Kogo
może obchodzić historyjka o samurajach? Dla zjadaczy hamburgerów
może być ona ciekawa dopiero wtedy, gdy jednym z japońskich
wojowników jest kowboj grany przez czołową gwiazdę Hollywood.
Niech tam... Dobrze chociaż, że był to Tom Cruise, a nie Leonardo
di Caprio.
Scenarzysta "Ostatniego samuraja", Marshall
Herskovitz, wystrzelił w sam środek wioski samurajów kapitana
amerykańskiej armii. Owego nieboraka tak bardzo dręczyły wyrzuty
sumienia z powodu rzezi Indian, w których brał udział, że
postanowił odpokutować swe winy, walcząc u boku japońskich
rycerzy.
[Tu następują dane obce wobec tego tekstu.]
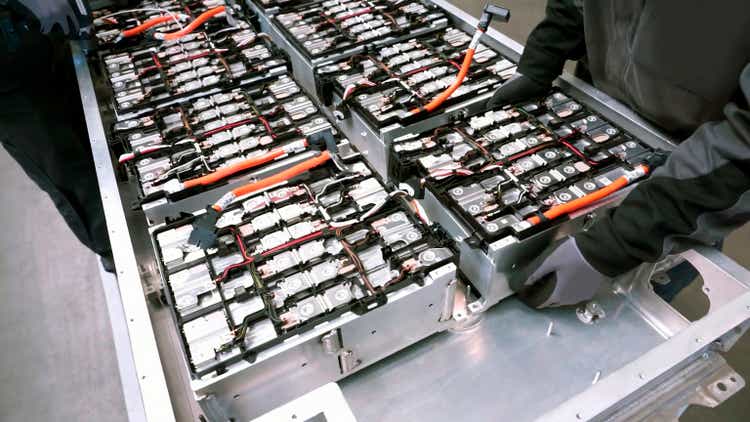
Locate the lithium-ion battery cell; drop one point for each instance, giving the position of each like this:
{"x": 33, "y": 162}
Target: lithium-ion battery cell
{"x": 501, "y": 167}
{"x": 200, "y": 136}
{"x": 331, "y": 27}
{"x": 385, "y": 85}
{"x": 137, "y": 24}
{"x": 224, "y": 57}
{"x": 331, "y": 241}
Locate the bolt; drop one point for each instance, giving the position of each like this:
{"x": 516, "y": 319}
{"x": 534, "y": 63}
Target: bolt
{"x": 596, "y": 377}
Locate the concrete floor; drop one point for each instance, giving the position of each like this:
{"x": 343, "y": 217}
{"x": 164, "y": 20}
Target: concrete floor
{"x": 56, "y": 351}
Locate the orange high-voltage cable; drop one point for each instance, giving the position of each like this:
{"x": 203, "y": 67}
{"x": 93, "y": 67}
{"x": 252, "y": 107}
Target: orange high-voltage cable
{"x": 192, "y": 26}
{"x": 586, "y": 200}
{"x": 484, "y": 23}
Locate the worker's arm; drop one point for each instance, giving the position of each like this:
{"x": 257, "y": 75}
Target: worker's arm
{"x": 702, "y": 193}
{"x": 559, "y": 37}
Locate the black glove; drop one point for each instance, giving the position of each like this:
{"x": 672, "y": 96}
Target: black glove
{"x": 560, "y": 275}
{"x": 56, "y": 12}
{"x": 518, "y": 88}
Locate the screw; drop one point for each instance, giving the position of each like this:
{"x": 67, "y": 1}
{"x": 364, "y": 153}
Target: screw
{"x": 596, "y": 377}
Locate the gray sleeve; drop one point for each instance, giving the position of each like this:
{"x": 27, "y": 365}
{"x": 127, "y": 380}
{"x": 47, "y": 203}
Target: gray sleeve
{"x": 702, "y": 193}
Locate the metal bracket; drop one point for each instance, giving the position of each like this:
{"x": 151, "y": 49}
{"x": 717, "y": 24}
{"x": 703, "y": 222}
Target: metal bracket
{"x": 466, "y": 312}
{"x": 212, "y": 409}
{"x": 707, "y": 381}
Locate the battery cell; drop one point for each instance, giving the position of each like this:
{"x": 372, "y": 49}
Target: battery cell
{"x": 504, "y": 166}
{"x": 385, "y": 85}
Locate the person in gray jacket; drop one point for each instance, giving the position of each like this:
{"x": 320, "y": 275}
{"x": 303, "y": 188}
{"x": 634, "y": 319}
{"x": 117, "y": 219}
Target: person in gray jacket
{"x": 683, "y": 65}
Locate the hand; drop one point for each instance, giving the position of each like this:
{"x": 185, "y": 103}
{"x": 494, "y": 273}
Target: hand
{"x": 54, "y": 12}
{"x": 518, "y": 88}
{"x": 559, "y": 276}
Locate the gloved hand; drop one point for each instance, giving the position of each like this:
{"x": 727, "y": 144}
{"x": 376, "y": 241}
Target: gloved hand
{"x": 518, "y": 88}
{"x": 51, "y": 12}
{"x": 560, "y": 275}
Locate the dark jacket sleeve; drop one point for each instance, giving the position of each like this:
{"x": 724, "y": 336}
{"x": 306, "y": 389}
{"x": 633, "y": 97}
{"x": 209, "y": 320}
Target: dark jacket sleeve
{"x": 559, "y": 37}
{"x": 702, "y": 193}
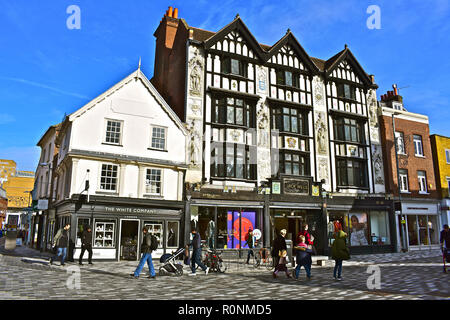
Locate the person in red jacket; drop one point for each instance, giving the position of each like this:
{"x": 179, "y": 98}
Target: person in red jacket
{"x": 306, "y": 234}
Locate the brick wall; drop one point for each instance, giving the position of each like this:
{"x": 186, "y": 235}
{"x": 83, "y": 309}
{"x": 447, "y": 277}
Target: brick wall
{"x": 409, "y": 161}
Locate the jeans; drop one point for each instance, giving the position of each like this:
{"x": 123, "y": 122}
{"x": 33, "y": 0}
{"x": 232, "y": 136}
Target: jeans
{"x": 338, "y": 268}
{"x": 60, "y": 252}
{"x": 307, "y": 268}
{"x": 89, "y": 250}
{"x": 250, "y": 253}
{"x": 146, "y": 257}
{"x": 196, "y": 259}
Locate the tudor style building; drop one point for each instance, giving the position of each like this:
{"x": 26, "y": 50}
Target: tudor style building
{"x": 277, "y": 138}
{"x": 120, "y": 166}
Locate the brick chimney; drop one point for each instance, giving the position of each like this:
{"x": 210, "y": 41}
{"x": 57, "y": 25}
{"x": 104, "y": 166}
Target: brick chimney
{"x": 170, "y": 60}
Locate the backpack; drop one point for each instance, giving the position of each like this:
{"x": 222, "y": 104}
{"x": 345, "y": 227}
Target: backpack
{"x": 154, "y": 244}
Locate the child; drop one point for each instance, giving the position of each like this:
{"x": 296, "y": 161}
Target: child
{"x": 282, "y": 265}
{"x": 303, "y": 257}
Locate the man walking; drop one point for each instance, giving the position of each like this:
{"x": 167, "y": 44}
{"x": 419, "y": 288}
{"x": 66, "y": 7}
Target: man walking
{"x": 61, "y": 242}
{"x": 146, "y": 250}
{"x": 197, "y": 253}
{"x": 86, "y": 244}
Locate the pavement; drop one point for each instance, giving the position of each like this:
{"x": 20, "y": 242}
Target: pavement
{"x": 419, "y": 275}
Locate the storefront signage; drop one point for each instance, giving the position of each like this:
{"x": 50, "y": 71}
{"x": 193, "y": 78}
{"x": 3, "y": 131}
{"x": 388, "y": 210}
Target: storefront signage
{"x": 276, "y": 187}
{"x": 129, "y": 210}
{"x": 296, "y": 186}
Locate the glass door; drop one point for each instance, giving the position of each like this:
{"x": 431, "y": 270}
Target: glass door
{"x": 413, "y": 234}
{"x": 423, "y": 230}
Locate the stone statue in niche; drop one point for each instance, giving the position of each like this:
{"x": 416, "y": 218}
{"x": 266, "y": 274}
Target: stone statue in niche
{"x": 323, "y": 169}
{"x": 195, "y": 78}
{"x": 378, "y": 165}
{"x": 263, "y": 125}
{"x": 321, "y": 132}
{"x": 194, "y": 144}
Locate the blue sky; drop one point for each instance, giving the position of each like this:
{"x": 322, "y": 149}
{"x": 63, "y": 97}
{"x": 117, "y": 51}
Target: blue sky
{"x": 47, "y": 70}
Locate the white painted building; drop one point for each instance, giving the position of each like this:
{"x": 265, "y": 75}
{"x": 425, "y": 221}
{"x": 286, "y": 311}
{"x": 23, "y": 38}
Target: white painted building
{"x": 120, "y": 167}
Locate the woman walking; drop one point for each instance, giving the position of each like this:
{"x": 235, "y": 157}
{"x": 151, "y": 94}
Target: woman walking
{"x": 339, "y": 252}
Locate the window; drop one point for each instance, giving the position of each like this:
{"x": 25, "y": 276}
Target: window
{"x": 346, "y": 91}
{"x": 153, "y": 181}
{"x": 349, "y": 130}
{"x": 403, "y": 180}
{"x": 234, "y": 66}
{"x": 287, "y": 78}
{"x": 113, "y": 131}
{"x": 351, "y": 173}
{"x": 418, "y": 147}
{"x": 159, "y": 138}
{"x": 233, "y": 161}
{"x": 400, "y": 142}
{"x": 108, "y": 178}
{"x": 233, "y": 111}
{"x": 294, "y": 164}
{"x": 290, "y": 120}
{"x": 421, "y": 175}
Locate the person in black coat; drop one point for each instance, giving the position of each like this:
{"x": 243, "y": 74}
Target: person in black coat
{"x": 86, "y": 244}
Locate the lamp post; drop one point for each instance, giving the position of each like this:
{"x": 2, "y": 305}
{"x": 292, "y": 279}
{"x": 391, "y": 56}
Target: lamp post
{"x": 402, "y": 227}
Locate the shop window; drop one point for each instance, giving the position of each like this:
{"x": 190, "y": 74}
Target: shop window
{"x": 379, "y": 228}
{"x": 359, "y": 233}
{"x": 81, "y": 226}
{"x": 104, "y": 234}
{"x": 173, "y": 232}
{"x": 413, "y": 235}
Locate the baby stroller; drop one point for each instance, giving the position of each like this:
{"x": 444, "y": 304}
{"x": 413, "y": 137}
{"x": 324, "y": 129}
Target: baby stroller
{"x": 170, "y": 267}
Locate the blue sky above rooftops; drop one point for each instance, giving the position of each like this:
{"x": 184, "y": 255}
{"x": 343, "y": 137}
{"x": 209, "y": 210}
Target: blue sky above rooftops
{"x": 47, "y": 70}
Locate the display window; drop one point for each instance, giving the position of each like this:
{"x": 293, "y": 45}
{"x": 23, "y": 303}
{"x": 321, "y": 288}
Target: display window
{"x": 379, "y": 228}
{"x": 81, "y": 226}
{"x": 104, "y": 234}
{"x": 359, "y": 232}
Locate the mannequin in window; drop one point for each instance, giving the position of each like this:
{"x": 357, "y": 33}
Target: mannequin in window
{"x": 210, "y": 234}
{"x": 358, "y": 234}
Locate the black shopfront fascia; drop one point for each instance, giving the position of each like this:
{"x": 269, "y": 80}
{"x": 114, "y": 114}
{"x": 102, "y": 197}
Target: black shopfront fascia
{"x": 117, "y": 209}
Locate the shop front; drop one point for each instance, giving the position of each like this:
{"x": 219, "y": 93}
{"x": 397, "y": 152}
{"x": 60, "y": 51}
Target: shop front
{"x": 368, "y": 224}
{"x": 117, "y": 226}
{"x": 224, "y": 224}
{"x": 422, "y": 225}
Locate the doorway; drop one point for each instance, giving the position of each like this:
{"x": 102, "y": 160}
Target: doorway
{"x": 129, "y": 236}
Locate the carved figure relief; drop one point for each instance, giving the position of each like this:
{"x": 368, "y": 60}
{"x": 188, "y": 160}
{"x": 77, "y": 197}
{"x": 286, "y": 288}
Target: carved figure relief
{"x": 378, "y": 165}
{"x": 323, "y": 170}
{"x": 321, "y": 132}
{"x": 195, "y": 78}
{"x": 263, "y": 126}
{"x": 195, "y": 140}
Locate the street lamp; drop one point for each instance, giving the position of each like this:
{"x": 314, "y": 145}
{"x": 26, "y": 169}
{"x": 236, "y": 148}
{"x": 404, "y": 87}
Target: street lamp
{"x": 402, "y": 228}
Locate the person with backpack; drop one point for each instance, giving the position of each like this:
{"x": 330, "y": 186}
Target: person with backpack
{"x": 149, "y": 244}
{"x": 197, "y": 253}
{"x": 339, "y": 252}
{"x": 61, "y": 243}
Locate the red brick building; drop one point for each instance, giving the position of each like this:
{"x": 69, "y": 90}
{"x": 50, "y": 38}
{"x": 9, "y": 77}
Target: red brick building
{"x": 413, "y": 186}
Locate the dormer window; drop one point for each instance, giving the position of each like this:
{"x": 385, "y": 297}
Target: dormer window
{"x": 346, "y": 91}
{"x": 287, "y": 78}
{"x": 234, "y": 66}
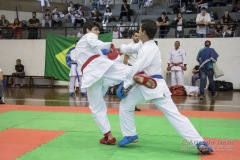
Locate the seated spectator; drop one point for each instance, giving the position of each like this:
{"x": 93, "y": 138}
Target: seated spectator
{"x": 56, "y": 18}
{"x": 180, "y": 23}
{"x": 1, "y": 87}
{"x": 125, "y": 11}
{"x": 79, "y": 17}
{"x": 175, "y": 7}
{"x": 122, "y": 28}
{"x": 96, "y": 15}
{"x": 227, "y": 32}
{"x": 116, "y": 33}
{"x": 163, "y": 24}
{"x": 201, "y": 3}
{"x": 17, "y": 29}
{"x": 218, "y": 30}
{"x": 19, "y": 68}
{"x": 4, "y": 26}
{"x": 195, "y": 75}
{"x": 33, "y": 26}
{"x": 47, "y": 18}
{"x": 95, "y": 3}
{"x": 226, "y": 18}
{"x": 108, "y": 16}
{"x": 80, "y": 33}
{"x": 70, "y": 13}
{"x": 190, "y": 8}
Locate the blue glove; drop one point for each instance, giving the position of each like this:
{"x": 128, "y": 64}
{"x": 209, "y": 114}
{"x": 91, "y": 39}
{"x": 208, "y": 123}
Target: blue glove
{"x": 105, "y": 51}
{"x": 120, "y": 93}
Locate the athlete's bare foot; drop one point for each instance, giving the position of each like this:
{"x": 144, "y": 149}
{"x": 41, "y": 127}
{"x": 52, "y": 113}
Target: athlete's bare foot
{"x": 146, "y": 81}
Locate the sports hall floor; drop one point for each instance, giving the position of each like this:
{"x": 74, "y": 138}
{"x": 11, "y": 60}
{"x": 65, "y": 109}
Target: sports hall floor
{"x": 44, "y": 123}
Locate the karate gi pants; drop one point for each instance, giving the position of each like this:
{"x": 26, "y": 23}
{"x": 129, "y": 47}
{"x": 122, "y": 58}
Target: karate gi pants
{"x": 177, "y": 77}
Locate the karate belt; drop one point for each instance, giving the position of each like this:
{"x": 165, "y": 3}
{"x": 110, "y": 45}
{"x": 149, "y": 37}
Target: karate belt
{"x": 177, "y": 64}
{"x": 76, "y": 71}
{"x": 88, "y": 61}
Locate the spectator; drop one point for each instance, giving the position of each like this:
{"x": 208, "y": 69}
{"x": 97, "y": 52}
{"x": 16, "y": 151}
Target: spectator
{"x": 107, "y": 15}
{"x": 47, "y": 18}
{"x": 56, "y": 18}
{"x": 175, "y": 7}
{"x": 125, "y": 11}
{"x": 4, "y": 26}
{"x": 79, "y": 17}
{"x": 80, "y": 33}
{"x": 17, "y": 29}
{"x": 1, "y": 87}
{"x": 19, "y": 68}
{"x": 116, "y": 33}
{"x": 227, "y": 32}
{"x": 96, "y": 15}
{"x": 206, "y": 57}
{"x": 218, "y": 30}
{"x": 95, "y": 3}
{"x": 202, "y": 21}
{"x": 122, "y": 28}
{"x": 226, "y": 18}
{"x": 163, "y": 24}
{"x": 195, "y": 75}
{"x": 70, "y": 13}
{"x": 180, "y": 23}
{"x": 106, "y": 2}
{"x": 177, "y": 63}
{"x": 33, "y": 27}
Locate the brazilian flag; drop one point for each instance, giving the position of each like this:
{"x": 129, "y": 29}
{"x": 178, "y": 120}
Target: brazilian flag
{"x": 57, "y": 49}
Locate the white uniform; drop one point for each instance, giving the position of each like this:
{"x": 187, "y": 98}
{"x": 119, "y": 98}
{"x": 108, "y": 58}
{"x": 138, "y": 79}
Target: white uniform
{"x": 98, "y": 75}
{"x": 177, "y": 59}
{"x": 131, "y": 50}
{"x": 149, "y": 61}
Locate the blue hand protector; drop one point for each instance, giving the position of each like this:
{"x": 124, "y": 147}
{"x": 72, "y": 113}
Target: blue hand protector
{"x": 122, "y": 92}
{"x": 105, "y": 51}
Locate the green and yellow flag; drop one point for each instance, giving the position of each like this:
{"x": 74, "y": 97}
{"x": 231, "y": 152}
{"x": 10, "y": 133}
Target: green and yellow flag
{"x": 57, "y": 49}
Przez cały film nie zdołałem zrozumieć, o co chodziło
w tej aferze. Po co boski cesarz wysyłał wojsko na samurajów,
i czemu ci mieli powód do tego, by podskakiwać cesarzowi?
Niuanse historii i polityki wewnętrznej Japonii drugiej połowy
XIX wieku pozostają dla mnie po obejrzeniu "Ostatniego
samuraja" wciąż nie odkryte.
Fakt pozostaje jednak faktem - jedni z drugimi w filmie się
naparzają - i to ostro. Całkiem przyjemna dla oka sieczka.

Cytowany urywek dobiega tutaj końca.